A mentally ill individual who is experiencing an uncontrollable or sudden change in behavior is called an “episode patient” by the criminal justice system.
While the exact definition is not clear, it typically involves an individual who appears to have lost their mental faculties.
“There’s no single answer to how an episode patient becomes mentally ill,” said Marcia Binder, a psychiatrist at New York University.
The best way to treat an episode is to be a supportive family member and advocate for the individual, she said.
“It’s really important to get out and support your loved one, to be there and make sure they’re not hurting themselves, because it can have devastating effects on the individual,” Binder said.
In some cases, the individual may have suicidal thoughts or attempts.
“If you are having a panic attack, it’s a good idea to go to the hospital, as there’s no other treatment,” said Dr. Lisa DeCourcey, director of the clinical services for the state mental health commission.
“The best way you can be sure that someone who’s having a crisis is having a mental health crisis is to keep an eye on them, monitor their mental health, talk to them,” she said, noting that the best way for a family member to help an episode person is to call 911 and get medical help.

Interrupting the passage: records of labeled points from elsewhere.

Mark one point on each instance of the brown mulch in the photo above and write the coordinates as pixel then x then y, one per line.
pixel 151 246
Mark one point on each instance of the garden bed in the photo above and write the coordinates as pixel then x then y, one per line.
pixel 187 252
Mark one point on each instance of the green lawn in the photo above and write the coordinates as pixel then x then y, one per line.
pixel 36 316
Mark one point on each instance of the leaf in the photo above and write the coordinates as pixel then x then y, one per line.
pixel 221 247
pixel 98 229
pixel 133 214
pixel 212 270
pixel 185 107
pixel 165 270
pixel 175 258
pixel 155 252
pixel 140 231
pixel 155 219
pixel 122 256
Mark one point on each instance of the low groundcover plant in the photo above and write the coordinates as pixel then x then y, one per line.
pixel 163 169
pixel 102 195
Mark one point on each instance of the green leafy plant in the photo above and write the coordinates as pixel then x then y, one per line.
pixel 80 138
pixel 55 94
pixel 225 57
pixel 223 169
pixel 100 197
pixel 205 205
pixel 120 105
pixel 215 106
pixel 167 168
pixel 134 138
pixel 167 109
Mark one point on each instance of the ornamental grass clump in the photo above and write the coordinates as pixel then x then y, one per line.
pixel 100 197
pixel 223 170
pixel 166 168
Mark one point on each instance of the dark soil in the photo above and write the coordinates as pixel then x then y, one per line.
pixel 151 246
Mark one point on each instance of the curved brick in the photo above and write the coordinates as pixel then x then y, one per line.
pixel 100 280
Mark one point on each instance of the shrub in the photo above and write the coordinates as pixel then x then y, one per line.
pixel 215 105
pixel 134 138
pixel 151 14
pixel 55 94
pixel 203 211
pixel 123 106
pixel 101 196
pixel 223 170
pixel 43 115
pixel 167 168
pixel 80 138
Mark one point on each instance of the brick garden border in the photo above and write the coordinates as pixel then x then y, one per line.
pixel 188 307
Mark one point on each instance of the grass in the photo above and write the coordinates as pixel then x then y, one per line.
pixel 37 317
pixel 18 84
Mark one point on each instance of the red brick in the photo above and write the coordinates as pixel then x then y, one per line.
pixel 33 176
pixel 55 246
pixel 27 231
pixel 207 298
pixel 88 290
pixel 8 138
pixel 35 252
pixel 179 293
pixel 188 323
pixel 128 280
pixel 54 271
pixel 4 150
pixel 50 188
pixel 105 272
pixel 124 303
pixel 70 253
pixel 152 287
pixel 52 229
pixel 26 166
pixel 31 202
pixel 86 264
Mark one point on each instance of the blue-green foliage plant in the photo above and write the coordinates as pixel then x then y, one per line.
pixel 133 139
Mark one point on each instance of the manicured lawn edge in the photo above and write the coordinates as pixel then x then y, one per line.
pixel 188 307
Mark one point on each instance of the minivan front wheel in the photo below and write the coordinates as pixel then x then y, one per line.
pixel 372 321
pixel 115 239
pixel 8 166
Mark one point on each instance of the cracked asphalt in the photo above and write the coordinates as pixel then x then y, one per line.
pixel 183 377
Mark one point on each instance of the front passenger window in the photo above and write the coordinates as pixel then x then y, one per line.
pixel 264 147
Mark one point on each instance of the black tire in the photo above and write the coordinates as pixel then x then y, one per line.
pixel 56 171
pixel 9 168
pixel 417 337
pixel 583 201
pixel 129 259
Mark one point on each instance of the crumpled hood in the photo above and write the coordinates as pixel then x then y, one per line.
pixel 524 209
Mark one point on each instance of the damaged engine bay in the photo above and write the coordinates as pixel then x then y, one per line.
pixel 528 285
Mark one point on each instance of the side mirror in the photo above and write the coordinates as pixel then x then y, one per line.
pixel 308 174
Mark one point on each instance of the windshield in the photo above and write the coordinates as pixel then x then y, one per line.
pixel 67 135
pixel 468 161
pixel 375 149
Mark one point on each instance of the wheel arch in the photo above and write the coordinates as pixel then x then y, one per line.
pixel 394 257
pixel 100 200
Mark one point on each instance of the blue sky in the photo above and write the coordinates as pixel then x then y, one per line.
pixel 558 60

In many cases, a person may have mental health issues or mental illness that are not diagnosed until a person is in a crisis.

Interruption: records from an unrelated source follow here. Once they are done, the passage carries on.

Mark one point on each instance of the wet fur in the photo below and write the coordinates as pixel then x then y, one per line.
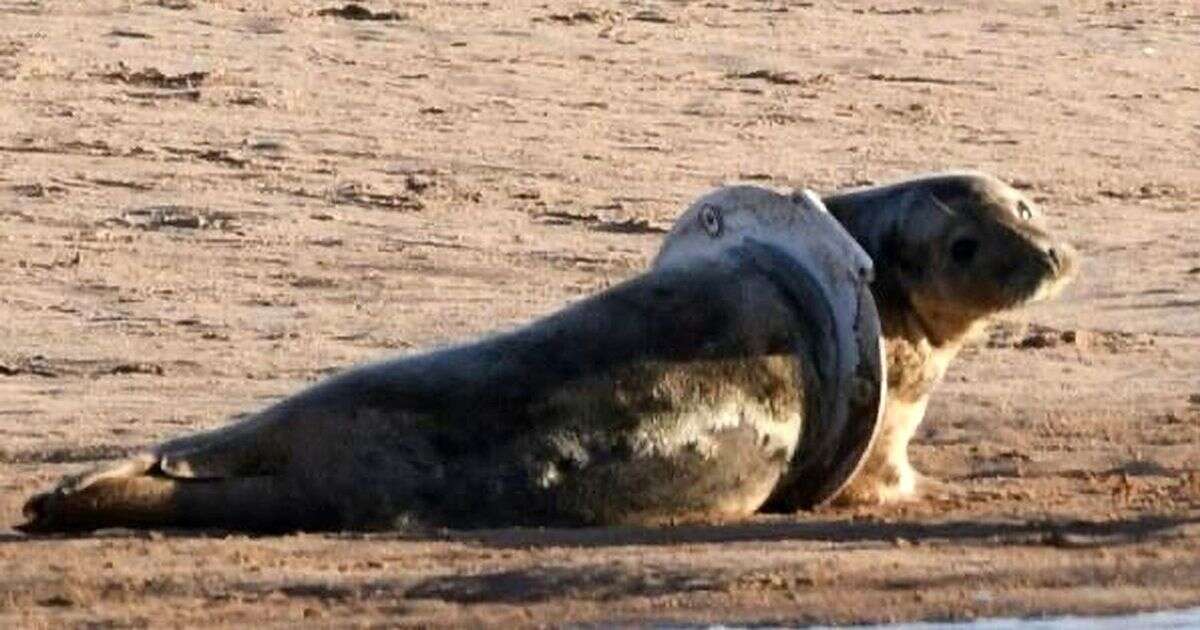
pixel 929 303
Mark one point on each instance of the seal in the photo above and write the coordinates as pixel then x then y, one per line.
pixel 951 250
pixel 727 373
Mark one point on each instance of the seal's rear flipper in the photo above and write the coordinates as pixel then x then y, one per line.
pixel 151 499
pixel 215 479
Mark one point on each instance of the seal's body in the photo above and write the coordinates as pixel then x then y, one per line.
pixel 949 250
pixel 684 394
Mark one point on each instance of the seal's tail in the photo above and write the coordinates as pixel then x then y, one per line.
pixel 127 497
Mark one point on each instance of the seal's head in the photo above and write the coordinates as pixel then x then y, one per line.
pixel 798 223
pixel 960 246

“You’re not supposed to make assumptions about someone without being able to check the person,” DeCeguerys said.
While there are no specific mental health guidelines for episode patients, she recommends a mental illness evaluation at the start of the crisis, and to help a person get a mental evaluation in the future.
Binder also said that it’s important to educate family members about how to communicate about mental health and get support for their loved one.

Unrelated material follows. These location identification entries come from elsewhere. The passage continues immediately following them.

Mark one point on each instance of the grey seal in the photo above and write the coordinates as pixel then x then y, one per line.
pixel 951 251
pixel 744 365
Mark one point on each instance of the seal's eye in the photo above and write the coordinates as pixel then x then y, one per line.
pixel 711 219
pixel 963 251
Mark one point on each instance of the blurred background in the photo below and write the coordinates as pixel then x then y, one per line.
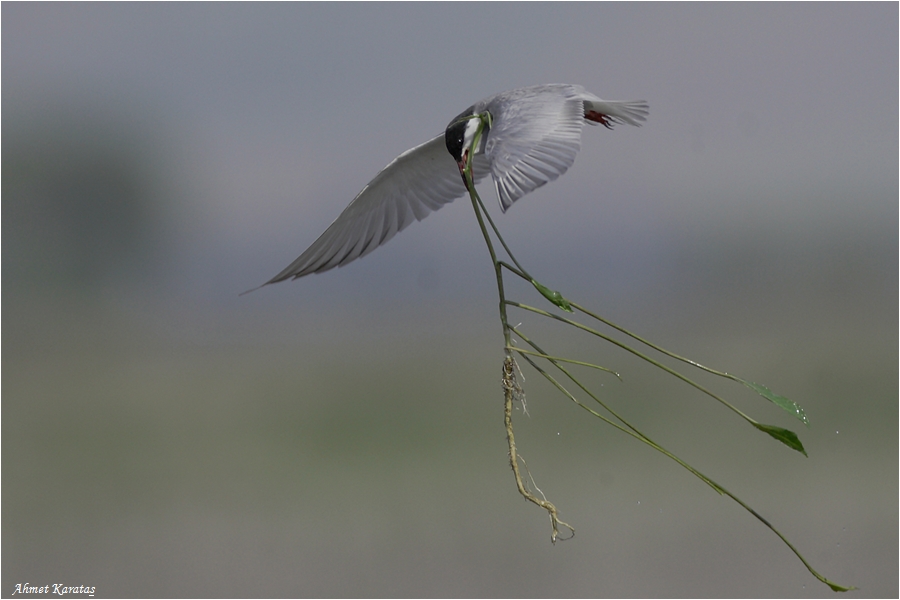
pixel 342 435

“That can be helpful in helping the individual to understand how to respond to the situation and how to talk about it in a positive way,” she added.
The episode patient needs to be able to be accountable for their actions and their thoughts and feelings, and if they do have a problem, they need to be supported and cared for, she added, adding that the most important thing is to not isolate the individual.
“Make sure they get the help they need, not isolate them,” DeLisi said.